Information Retrieval: In order to analyze and categorize the text, we'd like to be able to figure out information about the text, some meaning about the text as well. And, to be able to take data in the text form and retrieve information from it, this task is known as the Information Retrieval system.

Then, we need to be able to take documents and figure out what are topics of the particular document so that information can be retrieved more effectively from those set of documents. This is known as Topic Modeling.

Then, the AI system should be able to tell how many times a particular term is used in the document. So, for this one instinctive idea that makes sense is Term Frequency. For example, if in a document of 100 words, a particular word is repeated 10 times, then its term frequency is 10, and maybe it's an important word. So, this idea is really helpful in Information Retrieval.

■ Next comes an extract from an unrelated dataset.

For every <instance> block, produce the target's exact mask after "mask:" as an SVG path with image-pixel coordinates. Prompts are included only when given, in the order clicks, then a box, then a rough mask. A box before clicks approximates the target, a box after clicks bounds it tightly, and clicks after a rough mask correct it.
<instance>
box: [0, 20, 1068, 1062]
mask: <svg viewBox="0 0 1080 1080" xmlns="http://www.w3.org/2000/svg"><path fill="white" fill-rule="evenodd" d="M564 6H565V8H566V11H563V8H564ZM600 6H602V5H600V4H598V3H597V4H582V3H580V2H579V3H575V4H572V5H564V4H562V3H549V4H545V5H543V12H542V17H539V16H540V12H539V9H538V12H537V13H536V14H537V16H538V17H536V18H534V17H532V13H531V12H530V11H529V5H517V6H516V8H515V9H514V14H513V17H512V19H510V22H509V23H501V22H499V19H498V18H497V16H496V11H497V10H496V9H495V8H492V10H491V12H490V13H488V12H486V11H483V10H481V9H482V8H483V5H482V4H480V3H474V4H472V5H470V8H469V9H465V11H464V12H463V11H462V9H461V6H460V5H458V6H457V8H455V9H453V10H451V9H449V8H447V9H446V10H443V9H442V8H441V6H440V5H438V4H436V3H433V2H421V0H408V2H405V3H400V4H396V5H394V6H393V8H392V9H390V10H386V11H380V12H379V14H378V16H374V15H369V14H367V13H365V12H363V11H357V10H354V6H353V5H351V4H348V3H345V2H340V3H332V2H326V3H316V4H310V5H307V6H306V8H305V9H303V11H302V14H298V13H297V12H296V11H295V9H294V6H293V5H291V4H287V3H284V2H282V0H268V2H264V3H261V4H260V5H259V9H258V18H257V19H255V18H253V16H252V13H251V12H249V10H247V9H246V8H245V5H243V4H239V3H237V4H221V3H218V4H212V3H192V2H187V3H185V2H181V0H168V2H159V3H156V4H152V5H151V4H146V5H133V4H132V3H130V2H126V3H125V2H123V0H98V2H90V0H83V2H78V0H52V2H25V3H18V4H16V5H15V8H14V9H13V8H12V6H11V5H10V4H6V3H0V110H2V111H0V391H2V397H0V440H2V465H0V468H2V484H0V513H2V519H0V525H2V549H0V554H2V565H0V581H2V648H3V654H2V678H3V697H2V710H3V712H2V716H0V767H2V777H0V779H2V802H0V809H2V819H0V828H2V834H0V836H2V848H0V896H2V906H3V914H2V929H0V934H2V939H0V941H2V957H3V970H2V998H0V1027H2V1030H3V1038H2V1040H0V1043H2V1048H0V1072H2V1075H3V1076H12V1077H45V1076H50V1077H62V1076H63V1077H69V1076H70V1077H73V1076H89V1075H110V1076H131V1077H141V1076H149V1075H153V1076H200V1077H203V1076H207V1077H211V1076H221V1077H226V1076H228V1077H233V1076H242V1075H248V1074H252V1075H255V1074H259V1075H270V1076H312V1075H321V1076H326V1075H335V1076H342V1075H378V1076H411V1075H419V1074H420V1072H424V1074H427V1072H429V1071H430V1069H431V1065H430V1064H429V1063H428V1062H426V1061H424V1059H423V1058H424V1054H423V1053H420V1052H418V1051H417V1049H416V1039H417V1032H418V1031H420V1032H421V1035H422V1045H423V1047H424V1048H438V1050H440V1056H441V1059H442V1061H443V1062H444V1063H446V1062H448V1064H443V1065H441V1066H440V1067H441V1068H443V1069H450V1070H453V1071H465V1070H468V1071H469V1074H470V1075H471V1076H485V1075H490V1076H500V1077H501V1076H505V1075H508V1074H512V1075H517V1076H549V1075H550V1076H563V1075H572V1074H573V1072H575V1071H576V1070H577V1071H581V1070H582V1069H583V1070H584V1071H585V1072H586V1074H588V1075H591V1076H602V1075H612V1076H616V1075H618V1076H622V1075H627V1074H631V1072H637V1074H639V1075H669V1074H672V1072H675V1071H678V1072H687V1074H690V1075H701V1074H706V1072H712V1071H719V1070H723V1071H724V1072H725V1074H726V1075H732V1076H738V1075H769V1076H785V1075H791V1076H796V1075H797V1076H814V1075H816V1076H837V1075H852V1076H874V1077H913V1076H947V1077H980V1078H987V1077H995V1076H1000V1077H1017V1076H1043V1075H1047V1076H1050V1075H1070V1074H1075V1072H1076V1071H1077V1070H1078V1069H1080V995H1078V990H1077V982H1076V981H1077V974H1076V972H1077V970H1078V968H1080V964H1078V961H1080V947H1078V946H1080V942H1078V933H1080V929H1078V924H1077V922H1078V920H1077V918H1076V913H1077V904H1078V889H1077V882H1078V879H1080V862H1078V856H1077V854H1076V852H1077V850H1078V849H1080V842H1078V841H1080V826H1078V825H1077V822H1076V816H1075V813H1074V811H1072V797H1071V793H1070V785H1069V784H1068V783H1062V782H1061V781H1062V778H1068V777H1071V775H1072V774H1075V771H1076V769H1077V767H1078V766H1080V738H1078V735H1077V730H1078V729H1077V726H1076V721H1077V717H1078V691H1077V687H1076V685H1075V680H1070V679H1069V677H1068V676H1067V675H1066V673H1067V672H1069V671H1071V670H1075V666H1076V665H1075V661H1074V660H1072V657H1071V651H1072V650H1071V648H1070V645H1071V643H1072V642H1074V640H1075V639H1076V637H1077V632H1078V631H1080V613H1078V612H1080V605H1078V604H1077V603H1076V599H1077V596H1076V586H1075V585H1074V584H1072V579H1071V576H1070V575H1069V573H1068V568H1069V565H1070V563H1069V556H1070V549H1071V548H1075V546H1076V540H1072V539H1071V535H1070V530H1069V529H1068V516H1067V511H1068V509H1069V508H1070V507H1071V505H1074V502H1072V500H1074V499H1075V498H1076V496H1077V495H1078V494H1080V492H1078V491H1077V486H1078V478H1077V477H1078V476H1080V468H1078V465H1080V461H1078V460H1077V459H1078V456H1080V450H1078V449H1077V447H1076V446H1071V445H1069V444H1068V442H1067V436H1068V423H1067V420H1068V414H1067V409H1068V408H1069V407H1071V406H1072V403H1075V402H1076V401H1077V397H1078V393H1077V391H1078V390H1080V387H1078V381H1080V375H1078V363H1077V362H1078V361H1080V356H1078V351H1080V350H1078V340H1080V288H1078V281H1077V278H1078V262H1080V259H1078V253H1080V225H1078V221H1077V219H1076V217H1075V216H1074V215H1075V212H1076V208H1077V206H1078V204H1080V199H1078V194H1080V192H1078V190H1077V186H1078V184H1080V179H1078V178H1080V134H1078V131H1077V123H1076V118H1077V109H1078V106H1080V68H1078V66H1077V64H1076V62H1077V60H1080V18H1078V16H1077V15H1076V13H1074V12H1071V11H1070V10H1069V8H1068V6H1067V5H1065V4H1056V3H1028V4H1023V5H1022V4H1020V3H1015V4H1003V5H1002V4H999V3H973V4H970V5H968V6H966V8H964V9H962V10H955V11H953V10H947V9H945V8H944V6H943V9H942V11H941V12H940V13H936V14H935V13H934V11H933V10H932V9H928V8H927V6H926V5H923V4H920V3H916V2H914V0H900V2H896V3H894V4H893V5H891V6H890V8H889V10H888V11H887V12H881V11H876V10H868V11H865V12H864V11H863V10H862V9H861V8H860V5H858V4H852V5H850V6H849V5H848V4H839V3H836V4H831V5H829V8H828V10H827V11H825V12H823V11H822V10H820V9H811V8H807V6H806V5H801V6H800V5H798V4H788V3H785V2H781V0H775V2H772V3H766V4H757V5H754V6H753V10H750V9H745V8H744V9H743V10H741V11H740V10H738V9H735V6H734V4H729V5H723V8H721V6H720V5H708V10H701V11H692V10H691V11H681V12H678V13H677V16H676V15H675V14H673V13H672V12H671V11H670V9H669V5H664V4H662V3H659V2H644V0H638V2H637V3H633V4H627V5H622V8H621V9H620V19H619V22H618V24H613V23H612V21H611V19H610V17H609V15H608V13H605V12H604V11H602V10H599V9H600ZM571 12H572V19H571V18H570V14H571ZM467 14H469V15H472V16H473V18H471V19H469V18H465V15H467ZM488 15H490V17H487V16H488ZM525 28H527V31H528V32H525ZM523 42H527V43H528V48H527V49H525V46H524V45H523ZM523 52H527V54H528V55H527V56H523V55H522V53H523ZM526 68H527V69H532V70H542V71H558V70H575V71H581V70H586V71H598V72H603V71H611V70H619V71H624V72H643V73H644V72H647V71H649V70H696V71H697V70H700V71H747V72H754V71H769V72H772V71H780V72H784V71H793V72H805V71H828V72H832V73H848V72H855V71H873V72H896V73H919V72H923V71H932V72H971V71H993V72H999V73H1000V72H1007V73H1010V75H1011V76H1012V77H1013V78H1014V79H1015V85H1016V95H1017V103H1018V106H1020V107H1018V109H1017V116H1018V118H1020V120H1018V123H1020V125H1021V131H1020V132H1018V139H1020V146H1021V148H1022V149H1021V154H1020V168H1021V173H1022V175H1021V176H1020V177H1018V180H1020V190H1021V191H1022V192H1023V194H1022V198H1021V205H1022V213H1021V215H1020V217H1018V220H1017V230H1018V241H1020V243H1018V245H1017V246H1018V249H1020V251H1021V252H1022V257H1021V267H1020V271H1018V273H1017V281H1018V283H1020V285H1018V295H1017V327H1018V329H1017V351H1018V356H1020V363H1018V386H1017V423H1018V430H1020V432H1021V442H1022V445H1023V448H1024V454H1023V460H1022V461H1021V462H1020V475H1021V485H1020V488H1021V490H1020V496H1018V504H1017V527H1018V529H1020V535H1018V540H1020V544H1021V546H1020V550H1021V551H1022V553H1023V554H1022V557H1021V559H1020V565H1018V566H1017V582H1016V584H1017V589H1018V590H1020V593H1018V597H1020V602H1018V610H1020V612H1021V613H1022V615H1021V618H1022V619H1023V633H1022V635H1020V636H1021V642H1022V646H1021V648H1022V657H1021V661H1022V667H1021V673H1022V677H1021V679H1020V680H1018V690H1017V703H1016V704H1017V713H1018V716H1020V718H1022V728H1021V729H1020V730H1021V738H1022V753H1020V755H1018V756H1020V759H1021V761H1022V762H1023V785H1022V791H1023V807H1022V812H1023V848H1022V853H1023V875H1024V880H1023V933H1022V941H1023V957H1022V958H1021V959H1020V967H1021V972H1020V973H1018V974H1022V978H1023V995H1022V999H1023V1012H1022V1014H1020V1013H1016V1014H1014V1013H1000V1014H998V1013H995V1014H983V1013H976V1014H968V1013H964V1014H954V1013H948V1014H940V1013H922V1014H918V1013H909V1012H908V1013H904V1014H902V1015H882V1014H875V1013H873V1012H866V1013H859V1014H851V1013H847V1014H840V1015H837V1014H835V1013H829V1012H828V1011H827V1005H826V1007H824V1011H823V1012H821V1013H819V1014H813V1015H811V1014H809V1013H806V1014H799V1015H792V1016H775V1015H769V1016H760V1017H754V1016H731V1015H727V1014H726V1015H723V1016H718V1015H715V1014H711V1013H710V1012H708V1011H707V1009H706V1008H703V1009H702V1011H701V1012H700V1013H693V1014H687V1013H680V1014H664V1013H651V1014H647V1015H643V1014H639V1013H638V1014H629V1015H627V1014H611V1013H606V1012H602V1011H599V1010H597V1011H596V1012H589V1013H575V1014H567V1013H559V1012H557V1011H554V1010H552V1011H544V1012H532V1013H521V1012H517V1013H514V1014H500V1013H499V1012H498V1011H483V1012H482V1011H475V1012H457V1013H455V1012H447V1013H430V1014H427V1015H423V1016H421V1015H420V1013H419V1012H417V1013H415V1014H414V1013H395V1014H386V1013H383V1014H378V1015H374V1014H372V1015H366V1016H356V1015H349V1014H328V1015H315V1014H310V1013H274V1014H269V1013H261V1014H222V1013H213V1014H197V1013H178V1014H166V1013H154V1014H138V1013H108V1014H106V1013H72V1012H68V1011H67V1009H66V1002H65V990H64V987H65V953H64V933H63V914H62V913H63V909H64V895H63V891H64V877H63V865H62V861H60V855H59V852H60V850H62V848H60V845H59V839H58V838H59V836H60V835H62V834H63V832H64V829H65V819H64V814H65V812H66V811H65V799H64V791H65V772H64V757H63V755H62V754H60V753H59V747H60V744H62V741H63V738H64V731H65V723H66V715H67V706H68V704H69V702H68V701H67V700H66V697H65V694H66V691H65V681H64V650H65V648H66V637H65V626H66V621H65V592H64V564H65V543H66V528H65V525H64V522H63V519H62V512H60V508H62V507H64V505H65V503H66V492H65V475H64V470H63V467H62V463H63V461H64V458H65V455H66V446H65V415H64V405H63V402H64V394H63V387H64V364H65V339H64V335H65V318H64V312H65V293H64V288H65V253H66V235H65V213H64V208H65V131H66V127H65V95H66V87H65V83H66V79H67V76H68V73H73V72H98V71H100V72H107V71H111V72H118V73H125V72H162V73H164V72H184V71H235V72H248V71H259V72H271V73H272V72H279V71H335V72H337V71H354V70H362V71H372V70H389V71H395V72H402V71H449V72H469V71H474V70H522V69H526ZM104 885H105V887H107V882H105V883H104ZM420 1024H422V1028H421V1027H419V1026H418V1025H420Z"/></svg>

Let’s see the program to find out the most frequent words in the different documents in the "Sherlock Holmes" corpus.

Python code:

import math
import nltk
import os
import sys
def main():
    """Calculate top term frequencies for a corpus of documents."""
    if len(sys.argv) != 2:
        sys.exit("Usage: python tfidf.py corpus")
    print("Loading data...")
    corpus = load_data(sys.argv[1])
    # Get all words in corpus
    print("Extracting words from corpus...")
    words = set()
    for filename in corpus:
        words.update(corpus[filename])

# Calculate Term Frequencies
    print("Calculating term frequencies...")
    tfidfs = dict()
    for filename in corpus:
        tfidfs[filename] = []
        for word in corpus[filename]:
            tf = corpus[filename][word]
            tfidfs[filename].append((word, tf))
 
    # Sort and get top 5 term frequencies for each file
    print("Computing top terms...")
    for filename in corpus:
        tfidfs[filename].sort(key=lambda tfidf: tfidf[1], reverse=True)
        tfidfs[filename] = tfidfs[filename][:5]
 
    # Print results
    print()
    for filename in corpus:
        print(filename)
        for term, score in tfidfs[filename]:
            print(f"    {term}: {score:.4f}")
 
def load_data(directory):
    files = dict()
    for filename in os.listdir(directory):
        with open(os.path.join(directory, filename)) as f:


# Extract words
            contents = [ word.lower() for word in  nltk.word_tokenize(f.read())
                if word.isalpha() ]
            # Count frequencies
            frequencies = dict()
            for word in contents:
                if word not in frequencies:
                    frequencies[word] = 1
                else:
                    frequencies[word] += 1
            files[filename] = frequencies
    return files
 
if __name__ == "__main__":
    main()

Output

In the above output, we can see that the most frequent words are the function words like 'the,' 'by,' 'and.'

This result is not useful to us as we have used term frequencies, which shows the most frequent words used in the document, and English language function words are used most frequently as they are part of the grammatical structure of a language.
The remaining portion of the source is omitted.